The rating agency Standard & Poor & # 39; s maintained the rating of the Romanian government debt at BBB- / A-3 for long-term and short-term debt in local currency and stable prospects. The reaffirmation of the Romania rating is supported by the moderate sovereign debt and external debt compared to most of the states in the European Union, the prospects for strong economic growth and the stability of the national currencies vis-à-vis the neighboring countries. The credit rating agency predicts real GDP growth of 4.3% this year, with moderate consumption and moderation in external demand, and an average growth of 3.5% over the next three years.
"I think it is a good thing that the second office reaffirms the credit rating and stable prospects of the Romanian economy, confirming that we are on the right track with the measures that the government and our attractive country have adopted for foreign investors," said Eugen Teodorovici, Minister of Public Finance.
S & P analysts point out: "So far, we believe that the current government's policy is predominantly short-term, with an emphasis on the available budget for raising wages and pensions in the public sector. " Initiatives for structural reform are at the expense of the outdated infrastructure network and the poorly performing education system In the medium term, the lack of progress in these areas could affect economic growth and discourage foreign investors. & # 39;
The Agency draws attention to the increasing risks to the institutional framework when the political efforts to disrupt the independence of the judiciary become more intense, which could undermine investor confidence.
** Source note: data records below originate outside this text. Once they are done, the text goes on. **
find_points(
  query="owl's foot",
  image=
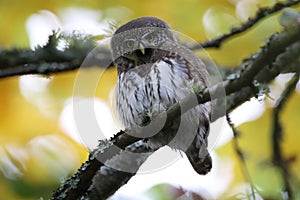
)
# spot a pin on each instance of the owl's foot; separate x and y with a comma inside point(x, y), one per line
point(204, 166)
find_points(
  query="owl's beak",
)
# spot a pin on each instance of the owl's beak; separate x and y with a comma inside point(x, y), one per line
point(142, 48)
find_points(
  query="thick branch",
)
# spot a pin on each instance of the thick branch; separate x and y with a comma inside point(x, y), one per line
point(262, 67)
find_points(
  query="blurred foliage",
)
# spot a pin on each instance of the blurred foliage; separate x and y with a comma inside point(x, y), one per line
point(35, 152)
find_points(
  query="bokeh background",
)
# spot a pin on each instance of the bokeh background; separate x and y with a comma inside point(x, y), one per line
point(39, 145)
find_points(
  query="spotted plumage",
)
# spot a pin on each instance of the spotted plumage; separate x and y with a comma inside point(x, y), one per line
point(154, 72)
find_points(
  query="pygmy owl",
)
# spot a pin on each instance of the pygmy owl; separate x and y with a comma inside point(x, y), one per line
point(154, 72)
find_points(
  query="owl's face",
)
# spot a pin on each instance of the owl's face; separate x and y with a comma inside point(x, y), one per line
point(139, 42)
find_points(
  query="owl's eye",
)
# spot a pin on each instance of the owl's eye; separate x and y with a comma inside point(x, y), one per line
point(150, 37)
point(129, 44)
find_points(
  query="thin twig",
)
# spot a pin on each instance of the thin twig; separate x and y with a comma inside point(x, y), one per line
point(255, 65)
point(240, 155)
point(277, 135)
point(261, 14)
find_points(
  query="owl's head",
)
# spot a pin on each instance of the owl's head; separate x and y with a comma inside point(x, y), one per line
point(138, 40)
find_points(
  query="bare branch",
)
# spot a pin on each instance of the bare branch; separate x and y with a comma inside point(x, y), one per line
point(261, 68)
point(277, 135)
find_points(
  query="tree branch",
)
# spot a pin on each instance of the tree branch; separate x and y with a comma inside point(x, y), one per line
point(258, 70)
point(277, 136)
point(260, 15)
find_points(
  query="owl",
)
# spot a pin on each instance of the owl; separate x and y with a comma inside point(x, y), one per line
point(154, 72)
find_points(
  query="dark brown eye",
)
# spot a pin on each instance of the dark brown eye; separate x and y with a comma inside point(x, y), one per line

S & P also said: "In addition, we expect Romania's current and budget deficits to remain high as a result of the government's pro-cyclical fiscal policy, but we expect public debt and external debt to increase only gradually over the next two years, prevent a major downturn in the economy. "
S & P can review Romania's ratings as the institutional environment stabilizes and the government makes further progress in fiscal consolidation, firmly puts the net government debt on a downward trajectory and the governance framework, which will result in government penalties and stable and more predictable macroeconomic growth, I appreciate S & P.
Although the economy has boomed in 2017, and signs of excessive dependence are increasing, macroeconomic stabilization is left to monetary policy, while fiscal policy remains pro-cycled, according to Agerpres quoted by S & P.
For 2019, S & P estimates a deficit of 3.6% of GDP as a result of lower economic growth. The Agency considers that it is not sustainable to invest investment costs to manage the deficit, taking into account Romania's infrastructure needs. Recently, the rating agency of Moody & # 39; s announced that it has the BBB- / A-3 rating for the long-term and short-term government debt of Romania in the local currency, confirming the country's rating with stable prospects.
and the Fitch Financial Assessment Firm confirmed the long-term debt ratings of Romania in "BBB minus" at the beginning of July, the corresponding outlook for both ratings was stable but warned that the budget deficit could rise to 3.4% of GDP in 2018 and 3, 6% in 2019.